Building future leaders
Jilani-Hyler, who has been the NMUN program director since 2018, says she is proud of the skills this course provides students at Augusta University.
“It’s not like any class that I can think of at Augusta University,” she said. “It’s very student-centric. The students take the lead. They’re doing a lot of the research on their own and sharing what they learned with the rest of the class. And almost every single class period, they’re getting up in front of the class and giving a speech.
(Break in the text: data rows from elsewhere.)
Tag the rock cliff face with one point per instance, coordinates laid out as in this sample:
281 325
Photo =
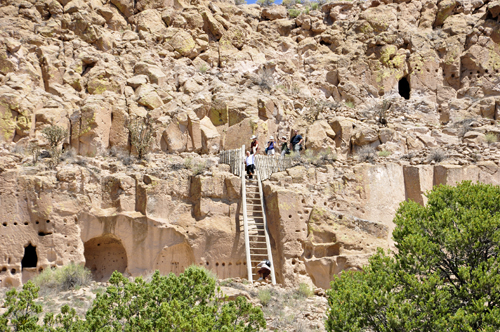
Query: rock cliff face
415 80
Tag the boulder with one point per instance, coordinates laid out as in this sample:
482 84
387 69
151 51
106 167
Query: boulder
444 10
320 136
154 73
212 26
485 107
126 7
183 43
274 12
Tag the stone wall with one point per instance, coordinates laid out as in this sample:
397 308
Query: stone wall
322 220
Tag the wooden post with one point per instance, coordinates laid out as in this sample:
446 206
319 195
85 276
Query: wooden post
245 221
266 230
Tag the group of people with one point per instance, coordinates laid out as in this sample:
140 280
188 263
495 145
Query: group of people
296 143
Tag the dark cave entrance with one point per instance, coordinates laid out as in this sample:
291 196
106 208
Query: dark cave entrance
404 88
30 258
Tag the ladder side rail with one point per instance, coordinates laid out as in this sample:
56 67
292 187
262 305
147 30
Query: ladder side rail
266 230
245 221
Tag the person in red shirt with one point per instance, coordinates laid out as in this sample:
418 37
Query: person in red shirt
254 146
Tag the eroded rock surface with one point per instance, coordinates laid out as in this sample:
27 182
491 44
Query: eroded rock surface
416 81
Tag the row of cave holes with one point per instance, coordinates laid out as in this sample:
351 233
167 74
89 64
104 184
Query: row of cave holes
41 233
224 264
478 72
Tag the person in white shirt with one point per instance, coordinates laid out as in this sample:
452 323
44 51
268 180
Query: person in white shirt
250 164
270 146
264 270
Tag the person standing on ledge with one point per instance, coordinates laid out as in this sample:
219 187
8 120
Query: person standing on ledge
254 146
270 146
284 147
264 270
250 165
296 142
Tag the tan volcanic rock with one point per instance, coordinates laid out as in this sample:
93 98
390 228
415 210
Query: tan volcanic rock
404 77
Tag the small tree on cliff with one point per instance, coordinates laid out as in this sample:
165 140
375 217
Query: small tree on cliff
55 135
141 134
444 276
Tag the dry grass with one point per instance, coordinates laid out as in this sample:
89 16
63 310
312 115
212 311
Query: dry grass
437 155
67 277
366 154
491 138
Some of them are pre-written and some of them are on the fly, so they have to come up with a professional way to deliver their thoughts on the subject.”
The students support one another and provide professional critiques, so the team becomes stronger as a unit, Jilani-Hyler said.
“It is a very active class. It is a very hands-on class. You’re getting up. You’re moving around the room. You’re shaking hands with each other and going through many simulation games to get ready for the conference,” she said. “It is something big that you’re working toward and you’re working toward as a team. You’re not alone. You’ve got this whole team of people who are behind you, you’re bonding with other students and building these lifelong friendships in this class.”
Jilani-Hyler emphasized that this course is not just for political science and communication majors, but it is open to all students at Augusta University who have taken the Intro to American Government class, which is already a requirement.
In addition, she said scholarships are available each semester to help pay for the conference’s trip to New York City.
“Anybody can take this class,” Jilani-Hyler said. “One of my students this semester, who graduated and applied for graduate school, she was a biology major. And she was so grateful for this class because she realized in taking this class that she doesn’t just have to work in a lab for the rest of her life, if that’s not what she wants to do.”
“The class helped her see that there’s a whole world of science policy that is out there and available if she’s interested,” she said. “Whether it is at the national level or at the international level, or even at the state or local level, that expertise is needed. It opened another door for her.”
Jilani-Hyler hopes to continue to grow the NMUN program and to eventually have a class possibly participate in an international UN conference.
“I think it would be incredible if we could go to Japan or to the Czech Republic or another country for an international conference,” she said. “I just really wish more students knew that this opportunity was available to them.
“I can’t tell you how much fun it is to teach this class and how rewarding it is to see the smiles on our students’ faces at the end of the semester. It’s an incredible experience.”